# Safari et onglets "sans titre"



## YSG (9 Avril 2011)

Bonjour,
J'ai des petits soucis avec Safari.
Les liens s'affichent  dans un nouvel onglet vide "sans titre".







Avez-vous une solution?
Merci.


----------



## jp.pilet (9 Avril 2011)

Bonjour
Peut-être dans Safari - Préférences - Général - Les nouveaux onglets s'ouvrent avec - et choisis dans le menu déroulant.
cordialement JPP


----------------------
Note du modérateur (ici Aliboron) : 
Et puis de toute façon, il est ici question de Safari, navigateur internet. Donc, comme on a bien entendu lu au préalable le message de Pascal77 en tête du forum "Applications" ou/et la table d'orientation, on déménage vers "Internet et réseau", là où sont les spécialistes. Et hop !!!


----------



## YSG (10 Avril 2011)

Bonjour,

Merci de ta participation mais là n'est pas mon problème...
C'est déjà réglé sur "page d'accueil".
Quand je sélectionne un lien, un nouvel onglet s'ouvre MAIS vide avec "sans titre".
Voilà j'aimerais qu'il s'ouvre avec le lien choisi tout simplement.

Merci.


----------



## Sly54 (10 Avril 2011)

YSG a dit:


> Quand je sélectionne un lien, un nouvel onglet s'ouvre MAIS vide avec "sans titre".


C'est le cas quand le lien sur lequel tu cliques lance directement le téléchargement d'un fichier.
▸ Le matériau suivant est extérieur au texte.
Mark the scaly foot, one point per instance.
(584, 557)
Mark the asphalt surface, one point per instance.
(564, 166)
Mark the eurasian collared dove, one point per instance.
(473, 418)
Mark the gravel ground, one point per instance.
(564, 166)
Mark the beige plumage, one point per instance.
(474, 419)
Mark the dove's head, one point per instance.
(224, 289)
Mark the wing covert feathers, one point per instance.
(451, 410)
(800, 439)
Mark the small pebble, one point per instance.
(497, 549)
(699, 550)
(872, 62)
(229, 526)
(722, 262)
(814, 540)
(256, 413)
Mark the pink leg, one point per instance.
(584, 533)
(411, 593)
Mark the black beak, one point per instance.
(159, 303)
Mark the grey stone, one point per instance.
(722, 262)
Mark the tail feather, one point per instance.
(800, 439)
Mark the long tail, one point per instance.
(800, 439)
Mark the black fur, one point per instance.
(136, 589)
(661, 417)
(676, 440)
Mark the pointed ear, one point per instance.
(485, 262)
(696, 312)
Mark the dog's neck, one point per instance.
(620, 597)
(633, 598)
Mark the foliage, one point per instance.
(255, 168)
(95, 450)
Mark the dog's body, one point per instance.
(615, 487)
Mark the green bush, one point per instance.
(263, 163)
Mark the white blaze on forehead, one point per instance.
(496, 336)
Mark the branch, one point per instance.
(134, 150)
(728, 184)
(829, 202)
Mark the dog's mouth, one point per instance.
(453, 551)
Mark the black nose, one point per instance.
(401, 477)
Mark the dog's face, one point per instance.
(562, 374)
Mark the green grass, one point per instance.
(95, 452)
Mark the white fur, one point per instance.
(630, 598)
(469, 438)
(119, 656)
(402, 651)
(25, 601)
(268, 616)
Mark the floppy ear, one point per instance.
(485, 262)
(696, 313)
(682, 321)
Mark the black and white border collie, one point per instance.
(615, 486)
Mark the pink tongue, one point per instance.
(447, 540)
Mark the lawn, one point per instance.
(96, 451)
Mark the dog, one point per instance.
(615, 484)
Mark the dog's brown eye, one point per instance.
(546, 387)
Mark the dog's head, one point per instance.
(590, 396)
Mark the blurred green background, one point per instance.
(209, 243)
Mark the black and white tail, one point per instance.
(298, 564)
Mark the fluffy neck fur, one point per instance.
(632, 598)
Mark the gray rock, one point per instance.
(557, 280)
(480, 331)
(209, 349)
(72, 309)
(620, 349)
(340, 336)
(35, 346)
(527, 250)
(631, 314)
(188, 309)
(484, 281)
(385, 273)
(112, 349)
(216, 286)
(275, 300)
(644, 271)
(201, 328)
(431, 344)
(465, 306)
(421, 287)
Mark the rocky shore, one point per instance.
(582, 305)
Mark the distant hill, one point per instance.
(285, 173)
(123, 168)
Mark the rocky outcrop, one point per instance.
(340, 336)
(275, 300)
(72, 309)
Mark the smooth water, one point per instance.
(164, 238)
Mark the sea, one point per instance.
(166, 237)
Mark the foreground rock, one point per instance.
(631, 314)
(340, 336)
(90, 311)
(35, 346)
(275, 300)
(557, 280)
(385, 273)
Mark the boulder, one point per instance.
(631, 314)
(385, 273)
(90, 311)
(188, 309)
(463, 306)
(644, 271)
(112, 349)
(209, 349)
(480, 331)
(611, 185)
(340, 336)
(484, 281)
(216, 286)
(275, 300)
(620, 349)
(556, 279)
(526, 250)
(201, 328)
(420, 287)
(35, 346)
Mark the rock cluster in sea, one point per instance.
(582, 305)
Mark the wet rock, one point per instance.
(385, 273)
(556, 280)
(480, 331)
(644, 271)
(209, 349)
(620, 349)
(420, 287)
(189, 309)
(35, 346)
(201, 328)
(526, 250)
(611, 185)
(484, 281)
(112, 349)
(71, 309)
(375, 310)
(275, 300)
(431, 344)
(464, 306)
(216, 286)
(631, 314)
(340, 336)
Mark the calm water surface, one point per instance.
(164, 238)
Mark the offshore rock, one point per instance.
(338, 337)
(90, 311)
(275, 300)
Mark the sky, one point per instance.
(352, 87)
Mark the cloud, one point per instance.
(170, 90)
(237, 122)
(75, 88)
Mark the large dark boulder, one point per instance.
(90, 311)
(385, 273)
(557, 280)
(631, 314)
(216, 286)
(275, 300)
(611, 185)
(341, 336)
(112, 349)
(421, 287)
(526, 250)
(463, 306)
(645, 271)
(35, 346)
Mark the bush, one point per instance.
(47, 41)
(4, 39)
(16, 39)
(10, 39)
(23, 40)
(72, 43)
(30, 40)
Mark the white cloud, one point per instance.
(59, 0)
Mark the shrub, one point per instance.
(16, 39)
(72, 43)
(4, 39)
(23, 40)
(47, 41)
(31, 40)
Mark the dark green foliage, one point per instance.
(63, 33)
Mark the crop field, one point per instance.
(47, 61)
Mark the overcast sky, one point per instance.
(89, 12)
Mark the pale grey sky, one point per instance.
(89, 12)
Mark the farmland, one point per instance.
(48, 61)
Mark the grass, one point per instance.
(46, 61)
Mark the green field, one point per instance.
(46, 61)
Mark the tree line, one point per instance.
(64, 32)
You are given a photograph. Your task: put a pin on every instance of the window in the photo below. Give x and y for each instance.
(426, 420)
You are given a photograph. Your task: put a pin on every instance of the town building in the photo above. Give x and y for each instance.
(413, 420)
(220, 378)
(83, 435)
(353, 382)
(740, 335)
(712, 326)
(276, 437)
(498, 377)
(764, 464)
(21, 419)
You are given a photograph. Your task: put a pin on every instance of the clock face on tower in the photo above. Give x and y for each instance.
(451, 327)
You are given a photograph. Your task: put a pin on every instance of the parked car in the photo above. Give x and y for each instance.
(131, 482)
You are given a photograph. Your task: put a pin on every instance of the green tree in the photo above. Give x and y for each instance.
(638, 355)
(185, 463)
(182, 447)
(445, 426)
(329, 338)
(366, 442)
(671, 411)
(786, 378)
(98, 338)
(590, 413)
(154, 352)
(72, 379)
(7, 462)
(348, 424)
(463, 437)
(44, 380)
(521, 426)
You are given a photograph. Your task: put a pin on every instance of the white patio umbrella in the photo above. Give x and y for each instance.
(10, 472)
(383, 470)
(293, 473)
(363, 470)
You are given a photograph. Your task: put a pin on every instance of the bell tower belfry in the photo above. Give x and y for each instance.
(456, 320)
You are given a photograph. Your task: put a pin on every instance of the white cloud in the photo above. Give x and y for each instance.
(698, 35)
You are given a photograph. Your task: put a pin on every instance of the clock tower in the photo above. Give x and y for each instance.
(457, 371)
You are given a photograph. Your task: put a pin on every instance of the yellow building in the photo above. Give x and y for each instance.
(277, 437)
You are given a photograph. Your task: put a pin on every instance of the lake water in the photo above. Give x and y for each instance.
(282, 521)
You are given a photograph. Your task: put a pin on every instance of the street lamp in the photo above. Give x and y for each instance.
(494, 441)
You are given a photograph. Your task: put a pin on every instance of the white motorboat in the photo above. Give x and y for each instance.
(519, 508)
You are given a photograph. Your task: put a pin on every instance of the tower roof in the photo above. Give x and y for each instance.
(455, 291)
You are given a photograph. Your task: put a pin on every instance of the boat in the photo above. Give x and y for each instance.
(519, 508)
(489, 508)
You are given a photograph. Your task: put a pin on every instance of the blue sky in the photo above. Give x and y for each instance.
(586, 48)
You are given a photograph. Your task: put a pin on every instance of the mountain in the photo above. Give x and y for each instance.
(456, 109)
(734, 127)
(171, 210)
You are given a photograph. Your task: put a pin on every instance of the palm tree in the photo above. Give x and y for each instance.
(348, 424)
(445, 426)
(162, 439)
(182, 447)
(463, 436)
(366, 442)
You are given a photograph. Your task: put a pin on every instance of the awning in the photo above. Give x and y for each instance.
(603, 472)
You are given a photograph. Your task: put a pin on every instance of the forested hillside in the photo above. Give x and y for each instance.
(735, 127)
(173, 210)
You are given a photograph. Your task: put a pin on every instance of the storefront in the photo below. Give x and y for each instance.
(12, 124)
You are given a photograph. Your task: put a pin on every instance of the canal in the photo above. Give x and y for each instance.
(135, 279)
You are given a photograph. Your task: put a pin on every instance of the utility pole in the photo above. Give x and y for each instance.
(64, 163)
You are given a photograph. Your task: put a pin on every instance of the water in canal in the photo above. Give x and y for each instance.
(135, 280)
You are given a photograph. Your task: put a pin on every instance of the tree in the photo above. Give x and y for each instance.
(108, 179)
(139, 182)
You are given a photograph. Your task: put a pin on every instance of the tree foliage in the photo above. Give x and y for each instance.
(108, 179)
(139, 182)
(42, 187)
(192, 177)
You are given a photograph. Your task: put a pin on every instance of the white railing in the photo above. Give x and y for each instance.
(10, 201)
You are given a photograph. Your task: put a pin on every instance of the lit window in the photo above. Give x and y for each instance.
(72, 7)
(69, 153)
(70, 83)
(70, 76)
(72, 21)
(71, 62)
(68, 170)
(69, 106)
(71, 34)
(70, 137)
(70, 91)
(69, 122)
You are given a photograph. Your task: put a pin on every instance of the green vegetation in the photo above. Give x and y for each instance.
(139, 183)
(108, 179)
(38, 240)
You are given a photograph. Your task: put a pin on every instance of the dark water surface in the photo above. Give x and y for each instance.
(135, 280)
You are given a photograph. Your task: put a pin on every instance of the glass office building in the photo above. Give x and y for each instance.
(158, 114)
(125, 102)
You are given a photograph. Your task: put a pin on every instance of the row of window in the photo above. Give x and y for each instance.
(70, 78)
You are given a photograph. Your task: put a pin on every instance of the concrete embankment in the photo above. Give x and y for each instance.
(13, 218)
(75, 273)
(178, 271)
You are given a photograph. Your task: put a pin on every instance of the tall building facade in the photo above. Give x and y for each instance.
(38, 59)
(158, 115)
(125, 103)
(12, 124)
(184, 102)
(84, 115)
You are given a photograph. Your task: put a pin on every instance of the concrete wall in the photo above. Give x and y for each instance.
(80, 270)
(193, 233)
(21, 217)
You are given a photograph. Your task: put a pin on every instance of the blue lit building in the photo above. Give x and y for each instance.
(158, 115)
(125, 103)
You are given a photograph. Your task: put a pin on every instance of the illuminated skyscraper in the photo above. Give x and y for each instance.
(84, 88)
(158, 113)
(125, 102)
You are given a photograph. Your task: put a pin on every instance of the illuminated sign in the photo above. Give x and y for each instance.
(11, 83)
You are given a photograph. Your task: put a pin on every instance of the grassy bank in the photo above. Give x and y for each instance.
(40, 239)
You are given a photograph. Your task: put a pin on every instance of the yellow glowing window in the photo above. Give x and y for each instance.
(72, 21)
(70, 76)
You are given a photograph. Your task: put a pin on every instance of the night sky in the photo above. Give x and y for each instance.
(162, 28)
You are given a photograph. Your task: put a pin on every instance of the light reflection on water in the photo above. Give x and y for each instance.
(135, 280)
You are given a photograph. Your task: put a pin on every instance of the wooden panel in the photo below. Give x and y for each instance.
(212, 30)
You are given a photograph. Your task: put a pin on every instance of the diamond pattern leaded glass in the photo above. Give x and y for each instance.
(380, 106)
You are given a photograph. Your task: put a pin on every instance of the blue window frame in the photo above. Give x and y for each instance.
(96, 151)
Il n'y a rien à y faire !


----------



## YSG (11 Avril 2011)

Oui, oui ça je sais 
Mais là ça ne concerne pas un lien de téléchargement mais un lien quelconque.


----------



## Sly54 (11 Avril 2011)

Ca le fait pour tous les liens sur lesquels tu cliques, ou seulement certains ?
Est ce que dans une autre session le comportement de Safari est le même ?


----------



## macpacman (1 Novembre 2014)

Bonjour

Cette discussion date de 3 ans 1/2 mais j'ai le même problème.
Je viens de faire une mise à jour Yosemite, et dans Safari 8 les onglets s'appellent "Sans titre" :mouais:
Il va sans dire qu'il n'y avait pas ce problème avec Mavericks / Safari 6

Quelle est la solution?
Merci d'avance


----------